CRON_TZ=America/New_York
0 0,6,12,18 * * * cd /home/ec2-user/insert_your_repo_name; ./dailyScript.sh

(don’t forget to chmod u+x dailyScript.sh). You have now created a scraper that runs on its own that backups the data with emails if there is something wrong.

Bonus content

Let’s assume the scraper has already been running for a while. And you now want to analyse the temperature results on local. We will do this using mysql:

$ sudo apt-get update
$ sudo apt-get install mysql-server
$ mysql_secure_installation

Create file createTable.sql:

CREATE DATABASE IF NOT EXISTS weather_data;
USE weather_data;
DROP TABLE IF EXISTS temperature_waterloo;
CREATE TABLE temperature_waterloo (YEAR INT NOT NULL, MONTH INT NOT NULL, DAY INT NOT NULL, HOUR INT NOT NULL, TEMPERATURE DOUBLE NOT NULL, ID VARCHAR(13) NOT NULL)

and run in order to create table organize the temperature data

sudo mysql < createTable.sql

Now clone the repository and cd into the directory with all the %Y_%m_%d_%H.txt files and run the following script to fill the table:

loadData.sh

#!/bin/bash

for file in data/*.txt
do
	#echo $file
		
	cat $file | while read temperature; do
		id=${file##*/}
		id=${id%.txt}
		arr=($(echo $id | awk -F '_' '{print $1, $2, $3, $4}' ))
		year=${arr[0]}
		month=${arr[1]}
		day=${arr[2]}
		hour=${arr[3]}
		echo "USE weather_data;INSERT INTO temperature_waterloo (YEAR,MONTH,DAY,HOUR,TEMPERATURE,ID) VALUES ($year, $month, $day, $hour, $temperature,'$id');"
	done | sudo mysql 

done

and run ./loadData.sh.
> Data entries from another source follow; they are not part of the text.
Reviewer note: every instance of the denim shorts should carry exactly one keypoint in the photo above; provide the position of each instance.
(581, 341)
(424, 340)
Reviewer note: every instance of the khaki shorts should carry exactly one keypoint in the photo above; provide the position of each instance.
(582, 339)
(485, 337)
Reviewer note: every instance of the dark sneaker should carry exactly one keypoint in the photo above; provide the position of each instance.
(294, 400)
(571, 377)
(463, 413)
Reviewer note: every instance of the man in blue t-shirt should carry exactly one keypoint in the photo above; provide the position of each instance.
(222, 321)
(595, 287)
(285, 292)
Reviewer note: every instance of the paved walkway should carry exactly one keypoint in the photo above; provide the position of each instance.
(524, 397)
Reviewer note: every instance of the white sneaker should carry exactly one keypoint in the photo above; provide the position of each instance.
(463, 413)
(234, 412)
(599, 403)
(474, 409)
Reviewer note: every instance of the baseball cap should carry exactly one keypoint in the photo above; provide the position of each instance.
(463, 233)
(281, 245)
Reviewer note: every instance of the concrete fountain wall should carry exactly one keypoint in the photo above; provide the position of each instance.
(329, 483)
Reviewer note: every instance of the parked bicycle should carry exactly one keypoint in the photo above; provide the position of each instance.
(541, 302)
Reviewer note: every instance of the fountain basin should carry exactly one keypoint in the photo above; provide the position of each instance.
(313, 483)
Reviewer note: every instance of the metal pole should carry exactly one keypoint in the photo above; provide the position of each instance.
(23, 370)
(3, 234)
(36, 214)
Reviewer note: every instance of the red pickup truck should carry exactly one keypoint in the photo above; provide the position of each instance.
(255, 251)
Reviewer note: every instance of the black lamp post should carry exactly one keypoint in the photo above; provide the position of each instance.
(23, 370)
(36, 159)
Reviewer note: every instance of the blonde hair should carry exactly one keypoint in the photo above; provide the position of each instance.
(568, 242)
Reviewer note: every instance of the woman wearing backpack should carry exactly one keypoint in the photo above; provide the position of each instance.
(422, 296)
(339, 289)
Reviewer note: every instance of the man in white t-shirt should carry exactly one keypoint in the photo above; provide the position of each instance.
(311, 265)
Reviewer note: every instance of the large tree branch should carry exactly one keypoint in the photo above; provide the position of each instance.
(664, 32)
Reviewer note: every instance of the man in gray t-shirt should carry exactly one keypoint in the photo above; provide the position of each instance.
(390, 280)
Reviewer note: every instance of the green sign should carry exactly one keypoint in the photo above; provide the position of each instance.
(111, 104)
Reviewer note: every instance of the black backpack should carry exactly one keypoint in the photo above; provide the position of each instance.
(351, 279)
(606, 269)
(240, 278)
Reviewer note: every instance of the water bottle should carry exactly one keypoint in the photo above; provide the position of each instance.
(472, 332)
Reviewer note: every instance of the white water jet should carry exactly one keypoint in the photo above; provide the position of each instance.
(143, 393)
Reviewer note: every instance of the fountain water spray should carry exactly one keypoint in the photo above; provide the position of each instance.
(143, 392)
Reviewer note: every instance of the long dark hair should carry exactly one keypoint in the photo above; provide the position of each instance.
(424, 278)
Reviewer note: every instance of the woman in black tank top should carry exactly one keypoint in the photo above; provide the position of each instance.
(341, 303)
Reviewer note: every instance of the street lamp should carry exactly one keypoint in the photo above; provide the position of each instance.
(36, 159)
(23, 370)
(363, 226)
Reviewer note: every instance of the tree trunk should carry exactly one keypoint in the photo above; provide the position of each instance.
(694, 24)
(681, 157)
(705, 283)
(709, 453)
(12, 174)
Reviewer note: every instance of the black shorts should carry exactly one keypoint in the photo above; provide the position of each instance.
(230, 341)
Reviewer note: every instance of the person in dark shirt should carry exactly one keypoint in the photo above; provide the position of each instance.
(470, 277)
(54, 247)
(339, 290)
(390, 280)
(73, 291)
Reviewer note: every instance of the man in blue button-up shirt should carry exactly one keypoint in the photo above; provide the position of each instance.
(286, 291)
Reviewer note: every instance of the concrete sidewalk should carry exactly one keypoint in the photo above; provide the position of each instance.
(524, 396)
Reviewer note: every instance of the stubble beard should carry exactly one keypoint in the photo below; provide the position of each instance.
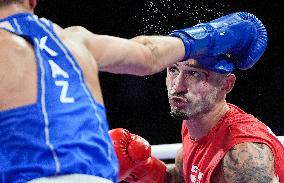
(195, 109)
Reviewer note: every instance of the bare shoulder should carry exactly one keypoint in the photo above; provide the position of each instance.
(249, 162)
(175, 171)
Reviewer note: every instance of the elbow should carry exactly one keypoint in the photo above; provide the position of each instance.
(151, 63)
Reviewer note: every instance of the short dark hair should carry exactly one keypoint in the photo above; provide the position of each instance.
(7, 2)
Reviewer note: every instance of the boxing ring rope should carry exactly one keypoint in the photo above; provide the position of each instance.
(168, 151)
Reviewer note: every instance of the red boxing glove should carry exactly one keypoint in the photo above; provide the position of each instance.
(136, 162)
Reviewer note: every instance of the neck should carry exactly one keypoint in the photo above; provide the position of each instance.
(13, 9)
(201, 125)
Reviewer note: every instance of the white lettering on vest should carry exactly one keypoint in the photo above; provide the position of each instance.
(56, 70)
(196, 174)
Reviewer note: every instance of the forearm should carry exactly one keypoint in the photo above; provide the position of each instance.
(173, 175)
(162, 50)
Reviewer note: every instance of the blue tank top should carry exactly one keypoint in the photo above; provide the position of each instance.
(66, 130)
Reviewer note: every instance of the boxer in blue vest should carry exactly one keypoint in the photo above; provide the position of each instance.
(53, 126)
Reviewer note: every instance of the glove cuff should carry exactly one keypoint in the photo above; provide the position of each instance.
(186, 42)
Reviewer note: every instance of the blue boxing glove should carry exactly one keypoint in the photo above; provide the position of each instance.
(236, 40)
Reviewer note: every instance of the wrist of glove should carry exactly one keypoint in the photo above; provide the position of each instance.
(136, 164)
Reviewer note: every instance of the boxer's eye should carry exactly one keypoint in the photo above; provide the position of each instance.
(173, 70)
(193, 73)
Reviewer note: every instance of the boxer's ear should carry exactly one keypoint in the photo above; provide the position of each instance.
(32, 4)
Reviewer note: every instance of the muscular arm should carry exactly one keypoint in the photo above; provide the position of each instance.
(248, 163)
(141, 55)
(175, 171)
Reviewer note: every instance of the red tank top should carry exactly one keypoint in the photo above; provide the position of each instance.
(201, 157)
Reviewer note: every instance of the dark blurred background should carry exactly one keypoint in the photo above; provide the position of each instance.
(140, 104)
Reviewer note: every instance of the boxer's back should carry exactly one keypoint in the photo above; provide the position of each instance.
(50, 123)
(18, 70)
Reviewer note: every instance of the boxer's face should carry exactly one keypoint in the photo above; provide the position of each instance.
(192, 91)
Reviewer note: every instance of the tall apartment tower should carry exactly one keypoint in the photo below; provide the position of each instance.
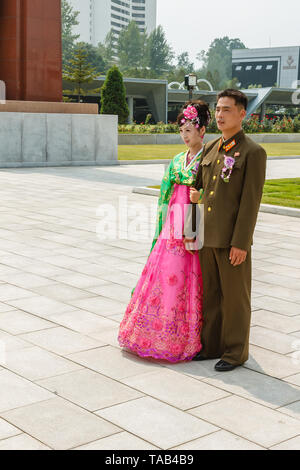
(97, 17)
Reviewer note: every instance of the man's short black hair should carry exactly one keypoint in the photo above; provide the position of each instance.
(239, 97)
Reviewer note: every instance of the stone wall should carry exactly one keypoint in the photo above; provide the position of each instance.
(28, 139)
(167, 139)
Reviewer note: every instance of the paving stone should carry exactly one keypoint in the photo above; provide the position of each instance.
(274, 427)
(113, 363)
(16, 322)
(27, 280)
(270, 339)
(60, 424)
(61, 340)
(7, 430)
(10, 292)
(256, 387)
(83, 322)
(292, 410)
(22, 442)
(220, 440)
(10, 343)
(156, 422)
(81, 281)
(109, 336)
(290, 444)
(293, 379)
(277, 279)
(61, 292)
(120, 441)
(275, 305)
(90, 390)
(175, 389)
(17, 392)
(100, 305)
(271, 363)
(275, 321)
(113, 291)
(35, 363)
(41, 306)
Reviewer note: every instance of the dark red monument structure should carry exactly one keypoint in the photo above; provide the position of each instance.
(31, 49)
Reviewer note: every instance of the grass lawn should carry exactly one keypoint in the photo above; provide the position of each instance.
(149, 152)
(282, 192)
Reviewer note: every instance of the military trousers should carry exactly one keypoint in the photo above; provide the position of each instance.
(226, 306)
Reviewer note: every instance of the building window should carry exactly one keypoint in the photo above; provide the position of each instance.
(120, 18)
(119, 10)
(123, 4)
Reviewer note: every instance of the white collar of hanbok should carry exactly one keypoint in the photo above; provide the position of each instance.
(187, 167)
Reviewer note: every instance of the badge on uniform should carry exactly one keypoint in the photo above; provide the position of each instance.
(229, 163)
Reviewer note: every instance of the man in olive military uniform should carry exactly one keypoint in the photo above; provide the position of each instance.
(232, 175)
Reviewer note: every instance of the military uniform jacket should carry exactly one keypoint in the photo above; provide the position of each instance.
(231, 208)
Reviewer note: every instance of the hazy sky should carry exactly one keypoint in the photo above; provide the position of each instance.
(191, 25)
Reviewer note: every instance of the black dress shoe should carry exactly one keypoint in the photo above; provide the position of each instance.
(223, 366)
(199, 357)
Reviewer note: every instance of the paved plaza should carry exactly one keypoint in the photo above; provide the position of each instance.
(65, 382)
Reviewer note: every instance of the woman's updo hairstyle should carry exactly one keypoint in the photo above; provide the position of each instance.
(188, 114)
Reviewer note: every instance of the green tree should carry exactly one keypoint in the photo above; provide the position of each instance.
(108, 50)
(79, 71)
(113, 95)
(159, 54)
(217, 61)
(94, 57)
(130, 47)
(69, 20)
(183, 62)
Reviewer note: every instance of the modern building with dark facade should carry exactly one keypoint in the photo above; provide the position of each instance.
(268, 67)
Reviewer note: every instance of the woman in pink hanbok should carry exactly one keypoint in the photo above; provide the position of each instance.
(164, 317)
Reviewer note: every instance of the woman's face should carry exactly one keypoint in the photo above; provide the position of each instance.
(191, 136)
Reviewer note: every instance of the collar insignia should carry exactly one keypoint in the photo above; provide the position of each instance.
(228, 146)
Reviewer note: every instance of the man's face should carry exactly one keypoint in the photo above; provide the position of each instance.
(228, 114)
(190, 135)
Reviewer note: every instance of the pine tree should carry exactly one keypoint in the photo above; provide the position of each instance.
(113, 95)
(159, 53)
(79, 71)
(130, 47)
(69, 19)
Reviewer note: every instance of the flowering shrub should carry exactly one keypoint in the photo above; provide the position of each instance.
(252, 125)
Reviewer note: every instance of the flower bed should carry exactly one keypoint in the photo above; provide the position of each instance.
(251, 125)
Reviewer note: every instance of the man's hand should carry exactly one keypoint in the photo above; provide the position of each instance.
(237, 256)
(189, 240)
(194, 195)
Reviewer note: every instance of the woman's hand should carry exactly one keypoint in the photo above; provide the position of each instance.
(194, 195)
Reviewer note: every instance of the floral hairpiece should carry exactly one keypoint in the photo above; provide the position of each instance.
(191, 114)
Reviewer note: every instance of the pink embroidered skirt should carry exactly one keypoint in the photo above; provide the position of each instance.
(164, 317)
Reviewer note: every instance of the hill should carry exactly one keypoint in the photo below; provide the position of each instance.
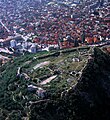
(62, 85)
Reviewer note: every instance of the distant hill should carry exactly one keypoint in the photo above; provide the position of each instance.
(75, 81)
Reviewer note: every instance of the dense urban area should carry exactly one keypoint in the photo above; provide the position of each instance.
(54, 59)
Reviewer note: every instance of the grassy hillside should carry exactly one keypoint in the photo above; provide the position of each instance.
(54, 72)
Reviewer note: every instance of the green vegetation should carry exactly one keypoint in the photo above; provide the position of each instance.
(19, 102)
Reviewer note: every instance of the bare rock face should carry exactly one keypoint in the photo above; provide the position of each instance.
(89, 100)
Now we have the data loaded and can run some queries:

$ sudo mysql;
mysql> USE weather_data;
mysql> SELECT COUNT(*) FROM temperature_waterloo;
+----------+
| COUNT(*) |
+----------+
|      900 |
+----------+
mysql>

mysql> SELECT * FROM  (SELECT * FROM temperature_waterloo WHERE ID = (SELECT MAX(ID) FROM temperature_waterloo))xxx;
+------+-------+-----+------+-------------+---------------+
| YEAR | MONTH | DAY | HOUR | TEMPERATURE | ID            |
+------+-------+-----+------+-------------+---------------+
| 2018 |     3 |   1 |   18 |         1.5 | 2018_03_01_18 |
+------+-------+-----+------+-------------+---------------+
mysql> SELECT * FROM  (SELECT * FROM temperature_waterloo WHERE ID = (SELECT MIN(ID) FROM temperature_waterloo))xxx;
+------+-------+-----+------+-------------+---------------+
| YEAR | MONTH | DAY | HOUR | TEMPERATURE | ID            |
+------+-------+-----+------+-------------+---------------+
| 2017 |     7 |  19 |   18 |        28.6 | 2017_07_19_18 |
+------+-------+-----+------+-------------+---------------+

The scraper ran from 2017/07/19 18:00 to 2018/03/01 18:00. Using similar queries we find the max temperature in this time period was 30.3 celcius and min temperature was -28.5. You can obviously do more complicated stuff with more interesting scraped data sets. This post was meant to show an ad-hoc way of scraping data that will remove the task of writing the scraper and will just let you focus on the data you are interested in.